Caribbean Thoughts

by Carol Mitchell

Help! My child won’t read

Many parents worry because their children don’t want to read. The first step to addressing this, is to try to find out the cause of their reluctance. Once you know the why, it is much easier to come up with a mutually acceptable solution.

I have noted a number of reasons why children are reluctant to read:
 

There are too many other things competing for their attention. Our children have more activities, television programmes and electronic games and gadgets than we could have even imagined when we were growing up. Reading is one more activity (along with eating and bathing) that just gets in the way of their doing something else. If you are struggling to get your child to read instead of spending time in front of a screen, consider limiting screen time to specific periods, perhaps weekends or even school holidays.

 

No one else in the family really reads. This goes hand in hand with point number one. If mom and dad spend most of their time in front of the TV or computer (I’m guilty as charged on the latter), children may look upon reading as an activity that is forced upon them because they are the “last man on the totem pole”. If other family members curl up with a book on a regular basis, it may seem less like a punishment and more like a fun family activity.

 

They don’t like the way they sound when they read out loud.

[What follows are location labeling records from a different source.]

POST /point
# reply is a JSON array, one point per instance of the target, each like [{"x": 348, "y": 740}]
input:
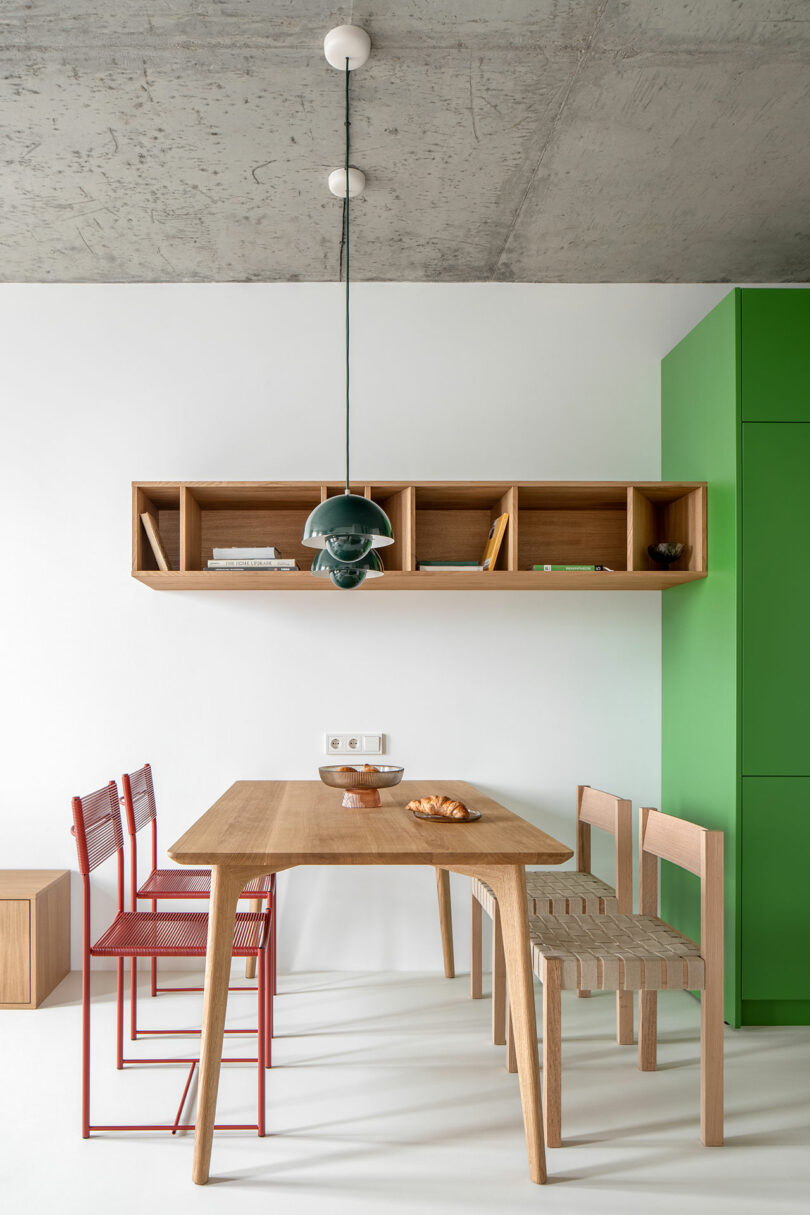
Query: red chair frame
[
  {"x": 98, "y": 836},
  {"x": 140, "y": 808}
]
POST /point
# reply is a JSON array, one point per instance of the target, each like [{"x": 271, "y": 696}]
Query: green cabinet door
[
  {"x": 775, "y": 599},
  {"x": 775, "y": 355},
  {"x": 775, "y": 904}
]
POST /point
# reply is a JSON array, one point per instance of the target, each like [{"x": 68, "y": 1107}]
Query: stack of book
[
  {"x": 267, "y": 558},
  {"x": 573, "y": 569},
  {"x": 487, "y": 558}
]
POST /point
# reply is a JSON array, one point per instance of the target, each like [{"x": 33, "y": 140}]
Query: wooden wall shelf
[{"x": 606, "y": 523}]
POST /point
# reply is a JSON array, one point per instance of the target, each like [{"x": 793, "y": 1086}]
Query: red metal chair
[
  {"x": 98, "y": 836},
  {"x": 179, "y": 883}
]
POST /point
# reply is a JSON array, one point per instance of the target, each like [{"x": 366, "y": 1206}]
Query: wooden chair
[
  {"x": 644, "y": 954},
  {"x": 561, "y": 893}
]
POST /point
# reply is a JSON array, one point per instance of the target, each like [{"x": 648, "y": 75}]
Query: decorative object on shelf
[
  {"x": 361, "y": 785},
  {"x": 437, "y": 808},
  {"x": 666, "y": 553},
  {"x": 347, "y": 526},
  {"x": 494, "y": 541},
  {"x": 153, "y": 536},
  {"x": 346, "y": 575}
]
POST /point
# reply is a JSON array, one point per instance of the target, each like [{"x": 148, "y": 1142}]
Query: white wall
[{"x": 522, "y": 694}]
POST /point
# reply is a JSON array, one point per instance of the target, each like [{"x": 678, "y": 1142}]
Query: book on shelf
[
  {"x": 153, "y": 536},
  {"x": 451, "y": 566},
  {"x": 266, "y": 553},
  {"x": 255, "y": 563},
  {"x": 573, "y": 569},
  {"x": 494, "y": 541}
]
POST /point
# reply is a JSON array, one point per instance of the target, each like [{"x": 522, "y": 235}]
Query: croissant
[{"x": 440, "y": 806}]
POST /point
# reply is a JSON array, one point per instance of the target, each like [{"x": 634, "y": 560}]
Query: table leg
[
  {"x": 226, "y": 887},
  {"x": 509, "y": 883},
  {"x": 446, "y": 920}
]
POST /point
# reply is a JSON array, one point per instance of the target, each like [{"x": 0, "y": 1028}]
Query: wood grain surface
[{"x": 279, "y": 824}]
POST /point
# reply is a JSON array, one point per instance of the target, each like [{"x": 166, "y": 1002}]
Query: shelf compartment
[
  {"x": 214, "y": 518},
  {"x": 572, "y": 525},
  {"x": 163, "y": 502},
  {"x": 452, "y": 523},
  {"x": 658, "y": 513}
]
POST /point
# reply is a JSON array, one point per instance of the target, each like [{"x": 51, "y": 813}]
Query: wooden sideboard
[{"x": 34, "y": 934}]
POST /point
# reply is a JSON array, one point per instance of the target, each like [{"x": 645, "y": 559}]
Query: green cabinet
[
  {"x": 736, "y": 646},
  {"x": 776, "y": 599},
  {"x": 775, "y": 908},
  {"x": 775, "y": 382}
]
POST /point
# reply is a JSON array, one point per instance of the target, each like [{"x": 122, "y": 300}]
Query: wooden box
[{"x": 34, "y": 934}]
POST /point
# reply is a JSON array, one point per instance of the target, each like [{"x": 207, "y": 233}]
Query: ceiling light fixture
[{"x": 347, "y": 527}]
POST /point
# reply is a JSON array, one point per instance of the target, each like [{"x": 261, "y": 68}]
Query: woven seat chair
[
  {"x": 551, "y": 893},
  {"x": 644, "y": 954},
  {"x": 98, "y": 835},
  {"x": 140, "y": 809}
]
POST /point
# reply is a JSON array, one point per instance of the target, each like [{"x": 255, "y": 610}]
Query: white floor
[{"x": 387, "y": 1095}]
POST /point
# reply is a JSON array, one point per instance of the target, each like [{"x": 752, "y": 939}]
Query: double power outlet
[{"x": 353, "y": 744}]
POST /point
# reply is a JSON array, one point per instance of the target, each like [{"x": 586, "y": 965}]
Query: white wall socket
[{"x": 353, "y": 744}]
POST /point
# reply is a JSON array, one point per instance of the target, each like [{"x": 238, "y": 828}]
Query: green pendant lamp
[
  {"x": 346, "y": 575},
  {"x": 347, "y": 527}
]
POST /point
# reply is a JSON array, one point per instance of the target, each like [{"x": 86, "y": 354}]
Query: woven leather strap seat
[
  {"x": 617, "y": 953},
  {"x": 566, "y": 893}
]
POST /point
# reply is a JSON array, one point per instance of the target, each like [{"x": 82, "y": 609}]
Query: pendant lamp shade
[
  {"x": 349, "y": 526},
  {"x": 346, "y": 575}
]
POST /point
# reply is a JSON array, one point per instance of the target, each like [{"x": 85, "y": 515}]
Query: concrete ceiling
[{"x": 503, "y": 140}]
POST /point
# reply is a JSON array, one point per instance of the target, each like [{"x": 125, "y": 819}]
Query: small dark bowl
[{"x": 664, "y": 553}]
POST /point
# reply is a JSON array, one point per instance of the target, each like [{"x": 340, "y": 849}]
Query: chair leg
[
  {"x": 712, "y": 1066},
  {"x": 266, "y": 961},
  {"x": 132, "y": 999},
  {"x": 511, "y": 1058},
  {"x": 498, "y": 982},
  {"x": 624, "y": 1035},
  {"x": 85, "y": 1049},
  {"x": 551, "y": 1051},
  {"x": 250, "y": 962},
  {"x": 647, "y": 1030},
  {"x": 476, "y": 949},
  {"x": 119, "y": 1013},
  {"x": 154, "y": 960},
  {"x": 273, "y": 955},
  {"x": 446, "y": 920},
  {"x": 261, "y": 1040}
]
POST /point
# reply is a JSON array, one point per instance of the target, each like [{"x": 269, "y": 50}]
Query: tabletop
[{"x": 287, "y": 823}]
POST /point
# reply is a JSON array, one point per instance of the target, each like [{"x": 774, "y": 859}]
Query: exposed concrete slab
[{"x": 561, "y": 140}]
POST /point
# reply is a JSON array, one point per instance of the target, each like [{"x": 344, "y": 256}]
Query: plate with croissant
[{"x": 437, "y": 808}]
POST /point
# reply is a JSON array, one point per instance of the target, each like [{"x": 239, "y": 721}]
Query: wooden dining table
[{"x": 266, "y": 826}]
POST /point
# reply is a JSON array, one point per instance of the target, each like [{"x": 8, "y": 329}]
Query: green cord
[{"x": 347, "y": 204}]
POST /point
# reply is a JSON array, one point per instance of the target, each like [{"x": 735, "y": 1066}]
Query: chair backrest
[
  {"x": 97, "y": 828},
  {"x": 139, "y": 798},
  {"x": 140, "y": 808},
  {"x": 98, "y": 836},
  {"x": 692, "y": 847},
  {"x": 615, "y": 815}
]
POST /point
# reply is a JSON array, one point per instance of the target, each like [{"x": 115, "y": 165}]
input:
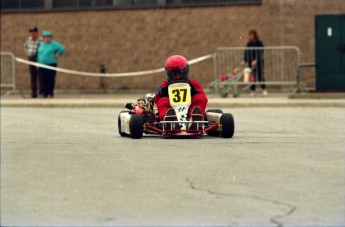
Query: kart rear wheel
[
  {"x": 119, "y": 124},
  {"x": 228, "y": 125},
  {"x": 136, "y": 126},
  {"x": 214, "y": 111},
  {"x": 213, "y": 132}
]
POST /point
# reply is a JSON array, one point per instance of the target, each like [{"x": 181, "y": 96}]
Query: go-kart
[{"x": 142, "y": 117}]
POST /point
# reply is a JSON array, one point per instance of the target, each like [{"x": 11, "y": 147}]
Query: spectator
[
  {"x": 48, "y": 53},
  {"x": 30, "y": 46},
  {"x": 255, "y": 60}
]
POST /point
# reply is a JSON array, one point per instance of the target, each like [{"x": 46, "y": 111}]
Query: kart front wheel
[
  {"x": 228, "y": 125},
  {"x": 119, "y": 124},
  {"x": 136, "y": 126}
]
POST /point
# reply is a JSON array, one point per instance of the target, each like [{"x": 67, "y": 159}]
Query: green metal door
[{"x": 330, "y": 52}]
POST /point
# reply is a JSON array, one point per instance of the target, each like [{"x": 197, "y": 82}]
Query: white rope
[{"x": 79, "y": 73}]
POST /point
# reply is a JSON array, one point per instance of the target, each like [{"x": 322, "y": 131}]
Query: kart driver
[{"x": 177, "y": 69}]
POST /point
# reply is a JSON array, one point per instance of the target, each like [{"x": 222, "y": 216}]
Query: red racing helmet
[{"x": 177, "y": 68}]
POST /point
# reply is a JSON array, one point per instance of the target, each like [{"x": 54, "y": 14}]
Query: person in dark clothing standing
[
  {"x": 255, "y": 60},
  {"x": 31, "y": 46},
  {"x": 48, "y": 53}
]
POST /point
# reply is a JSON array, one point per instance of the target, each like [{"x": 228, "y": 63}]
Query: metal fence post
[
  {"x": 8, "y": 74},
  {"x": 215, "y": 72}
]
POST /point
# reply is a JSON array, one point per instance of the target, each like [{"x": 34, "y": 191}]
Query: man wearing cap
[
  {"x": 48, "y": 53},
  {"x": 31, "y": 46}
]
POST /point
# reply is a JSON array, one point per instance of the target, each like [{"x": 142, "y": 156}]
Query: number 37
[{"x": 179, "y": 95}]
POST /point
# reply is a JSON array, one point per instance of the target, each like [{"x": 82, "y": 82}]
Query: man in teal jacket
[{"x": 48, "y": 53}]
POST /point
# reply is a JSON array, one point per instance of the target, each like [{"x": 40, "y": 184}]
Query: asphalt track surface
[{"x": 69, "y": 167}]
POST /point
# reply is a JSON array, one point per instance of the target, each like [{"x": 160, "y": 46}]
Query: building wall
[{"x": 134, "y": 40}]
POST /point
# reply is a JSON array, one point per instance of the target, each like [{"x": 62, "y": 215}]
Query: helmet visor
[{"x": 177, "y": 74}]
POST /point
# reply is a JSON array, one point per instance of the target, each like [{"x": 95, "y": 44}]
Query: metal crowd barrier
[
  {"x": 279, "y": 65},
  {"x": 7, "y": 67}
]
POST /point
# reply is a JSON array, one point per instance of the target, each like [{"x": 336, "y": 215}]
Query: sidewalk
[{"x": 119, "y": 100}]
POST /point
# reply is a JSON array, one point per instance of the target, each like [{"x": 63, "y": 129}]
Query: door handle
[{"x": 341, "y": 47}]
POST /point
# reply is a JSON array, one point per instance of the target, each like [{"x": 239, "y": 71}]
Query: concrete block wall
[{"x": 134, "y": 40}]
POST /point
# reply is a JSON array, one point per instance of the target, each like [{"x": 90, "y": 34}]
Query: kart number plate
[{"x": 179, "y": 94}]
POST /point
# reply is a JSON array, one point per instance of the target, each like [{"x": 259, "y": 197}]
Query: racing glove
[
  {"x": 193, "y": 90},
  {"x": 163, "y": 91}
]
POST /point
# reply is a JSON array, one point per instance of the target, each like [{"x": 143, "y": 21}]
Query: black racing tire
[
  {"x": 228, "y": 125},
  {"x": 136, "y": 126},
  {"x": 119, "y": 125},
  {"x": 213, "y": 132},
  {"x": 214, "y": 111}
]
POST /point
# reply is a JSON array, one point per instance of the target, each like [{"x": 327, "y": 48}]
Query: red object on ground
[
  {"x": 224, "y": 77},
  {"x": 200, "y": 100}
]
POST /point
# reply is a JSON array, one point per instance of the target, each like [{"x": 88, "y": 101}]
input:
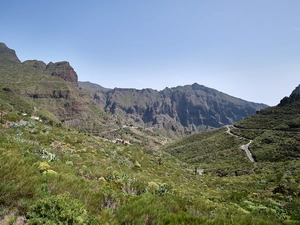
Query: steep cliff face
[
  {"x": 182, "y": 109},
  {"x": 62, "y": 70},
  {"x": 7, "y": 55},
  {"x": 53, "y": 88},
  {"x": 294, "y": 96}
]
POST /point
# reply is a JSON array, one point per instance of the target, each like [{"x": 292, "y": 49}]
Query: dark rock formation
[
  {"x": 8, "y": 54},
  {"x": 35, "y": 64},
  {"x": 294, "y": 96},
  {"x": 183, "y": 109},
  {"x": 62, "y": 70}
]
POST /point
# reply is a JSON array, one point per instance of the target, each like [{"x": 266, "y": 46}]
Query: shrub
[
  {"x": 61, "y": 209},
  {"x": 43, "y": 166}
]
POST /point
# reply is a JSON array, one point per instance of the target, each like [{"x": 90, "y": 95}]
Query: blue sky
[{"x": 248, "y": 49}]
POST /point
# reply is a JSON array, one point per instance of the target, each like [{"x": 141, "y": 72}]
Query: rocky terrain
[{"x": 182, "y": 109}]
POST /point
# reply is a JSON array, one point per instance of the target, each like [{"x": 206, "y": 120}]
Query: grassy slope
[{"x": 127, "y": 184}]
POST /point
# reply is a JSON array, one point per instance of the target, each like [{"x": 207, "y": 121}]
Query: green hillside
[
  {"x": 52, "y": 174},
  {"x": 63, "y": 160}
]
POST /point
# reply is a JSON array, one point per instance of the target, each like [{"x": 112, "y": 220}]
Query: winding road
[{"x": 244, "y": 147}]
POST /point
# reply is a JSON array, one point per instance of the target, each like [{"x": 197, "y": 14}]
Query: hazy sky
[{"x": 246, "y": 48}]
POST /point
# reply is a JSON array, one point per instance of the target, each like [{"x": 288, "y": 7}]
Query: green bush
[{"x": 60, "y": 209}]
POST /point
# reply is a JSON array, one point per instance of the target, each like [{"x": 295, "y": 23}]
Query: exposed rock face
[
  {"x": 35, "y": 64},
  {"x": 8, "y": 54},
  {"x": 62, "y": 70},
  {"x": 294, "y": 96},
  {"x": 183, "y": 109}
]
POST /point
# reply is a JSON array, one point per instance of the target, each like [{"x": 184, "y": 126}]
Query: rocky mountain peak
[
  {"x": 9, "y": 54},
  {"x": 294, "y": 96},
  {"x": 63, "y": 70}
]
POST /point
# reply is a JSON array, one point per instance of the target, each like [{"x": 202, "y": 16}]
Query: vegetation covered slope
[
  {"x": 57, "y": 174},
  {"x": 275, "y": 145},
  {"x": 54, "y": 175}
]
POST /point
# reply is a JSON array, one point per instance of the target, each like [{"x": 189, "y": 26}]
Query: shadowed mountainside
[{"x": 182, "y": 109}]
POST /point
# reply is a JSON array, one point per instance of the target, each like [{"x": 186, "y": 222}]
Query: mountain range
[
  {"x": 178, "y": 111},
  {"x": 61, "y": 164}
]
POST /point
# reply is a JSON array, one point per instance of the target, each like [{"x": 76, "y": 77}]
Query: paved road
[{"x": 244, "y": 147}]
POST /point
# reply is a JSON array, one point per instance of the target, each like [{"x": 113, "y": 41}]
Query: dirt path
[{"x": 244, "y": 147}]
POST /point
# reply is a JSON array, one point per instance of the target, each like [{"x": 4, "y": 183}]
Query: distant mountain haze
[
  {"x": 179, "y": 110},
  {"x": 182, "y": 109}
]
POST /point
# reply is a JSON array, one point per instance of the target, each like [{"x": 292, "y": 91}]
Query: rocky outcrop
[
  {"x": 62, "y": 70},
  {"x": 294, "y": 96},
  {"x": 182, "y": 109},
  {"x": 8, "y": 54},
  {"x": 35, "y": 64}
]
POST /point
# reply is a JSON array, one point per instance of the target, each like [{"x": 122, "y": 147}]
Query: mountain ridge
[{"x": 184, "y": 109}]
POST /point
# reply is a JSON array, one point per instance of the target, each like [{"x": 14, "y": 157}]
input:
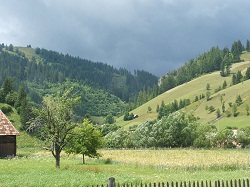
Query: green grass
[
  {"x": 195, "y": 88},
  {"x": 127, "y": 166}
]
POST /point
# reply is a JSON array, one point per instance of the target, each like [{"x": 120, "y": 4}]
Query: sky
[{"x": 157, "y": 36}]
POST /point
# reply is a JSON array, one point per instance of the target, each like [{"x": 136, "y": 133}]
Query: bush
[{"x": 6, "y": 109}]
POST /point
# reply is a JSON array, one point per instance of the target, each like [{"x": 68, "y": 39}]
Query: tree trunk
[
  {"x": 57, "y": 159},
  {"x": 83, "y": 160}
]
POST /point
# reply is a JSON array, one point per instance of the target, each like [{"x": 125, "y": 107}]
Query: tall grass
[{"x": 127, "y": 166}]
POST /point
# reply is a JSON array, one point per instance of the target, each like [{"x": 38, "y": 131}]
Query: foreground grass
[{"x": 126, "y": 166}]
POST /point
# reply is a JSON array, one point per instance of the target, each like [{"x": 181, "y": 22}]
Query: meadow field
[{"x": 127, "y": 166}]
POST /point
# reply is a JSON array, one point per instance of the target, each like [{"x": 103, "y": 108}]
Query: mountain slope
[{"x": 195, "y": 88}]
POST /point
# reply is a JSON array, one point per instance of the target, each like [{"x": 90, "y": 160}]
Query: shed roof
[{"x": 6, "y": 127}]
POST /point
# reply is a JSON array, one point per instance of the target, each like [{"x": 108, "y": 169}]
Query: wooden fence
[{"x": 218, "y": 183}]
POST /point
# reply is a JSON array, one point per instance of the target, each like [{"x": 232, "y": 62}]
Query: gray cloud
[{"x": 157, "y": 36}]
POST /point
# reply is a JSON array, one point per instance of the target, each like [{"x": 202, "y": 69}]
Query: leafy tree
[
  {"x": 8, "y": 86},
  {"x": 208, "y": 86},
  {"x": 223, "y": 107},
  {"x": 54, "y": 122},
  {"x": 85, "y": 139},
  {"x": 239, "y": 77},
  {"x": 247, "y": 76},
  {"x": 248, "y": 46},
  {"x": 247, "y": 109},
  {"x": 234, "y": 79},
  {"x": 149, "y": 109},
  {"x": 235, "y": 110},
  {"x": 206, "y": 134},
  {"x": 110, "y": 119},
  {"x": 116, "y": 139},
  {"x": 107, "y": 128},
  {"x": 11, "y": 98},
  {"x": 224, "y": 85},
  {"x": 244, "y": 136},
  {"x": 236, "y": 50},
  {"x": 11, "y": 47},
  {"x": 208, "y": 94},
  {"x": 218, "y": 113},
  {"x": 238, "y": 100},
  {"x": 224, "y": 138}
]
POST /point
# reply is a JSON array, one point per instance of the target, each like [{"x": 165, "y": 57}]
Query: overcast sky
[{"x": 152, "y": 35}]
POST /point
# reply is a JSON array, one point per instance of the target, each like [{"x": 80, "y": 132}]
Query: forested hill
[
  {"x": 49, "y": 66},
  {"x": 104, "y": 89}
]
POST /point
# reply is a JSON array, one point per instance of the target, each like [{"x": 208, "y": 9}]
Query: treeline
[
  {"x": 176, "y": 130},
  {"x": 18, "y": 100},
  {"x": 213, "y": 60},
  {"x": 119, "y": 82},
  {"x": 54, "y": 67}
]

At a certain age, children are encouraged to read out loud in the classroom. Often children don’t like the sound of their own voice or they think that they sound awkward and they are reluctant to read. This can grow into a dislike of reading that stays with them even when they no longer have to read aloud. We can address this by giving children lot of opportunities to practice reading alone when it is just you and them. This way they develop their confidence and are ready for classroom reading time.

 

They are having difficulty with their eyes. Often children have difficulty seeing the words on the books or reading hurts their eyes or gives them a headache. If the symptoms are mild, they may not complain about the specific problem, but they may just be reluctant to read because it is uncomfortable. Observe your child when he or she reads. How does he hold the book? Does he bring it too close to his face? Is she squinting to see the words? If you notice anything like this, consider having his or her eyes checked.

 

They have not found books that peak their interest. I have a friend whose son went through a one year stage when he would only read books about lions and tigers. My friend was very frustrated because she felt that he should read a greater variety of books. However, eventually he moved on to other things and he took with him the love of reading that he generated during the “big cat” year. So allow your child to explore their own reading quests – within reason, of course.

 

Reading is difficult. Children learn to read at different paces. Some may need extra encouragement or even a tutor to teach them reading techniques. Sometimes it is just a matter of timing. I hired a tutor for my son when he was struggling to learn to read. At first I thought that it was ineffective, hut when he decided that he was ready to read, he applied the tips and techniques he had been taught and caught right up with his peers. If you think that your child is reading and understanding at a significantly lower level than his or her peers, it may be time to seek professional help.

Remember that reading should be fun for children. If reading time is a time of tension and conflict you will find yourself caught in a downward spiral. Set aside a special cuddly time to read to your child even if they don’t want to read for themselves. Sometimes it is just a matter of time.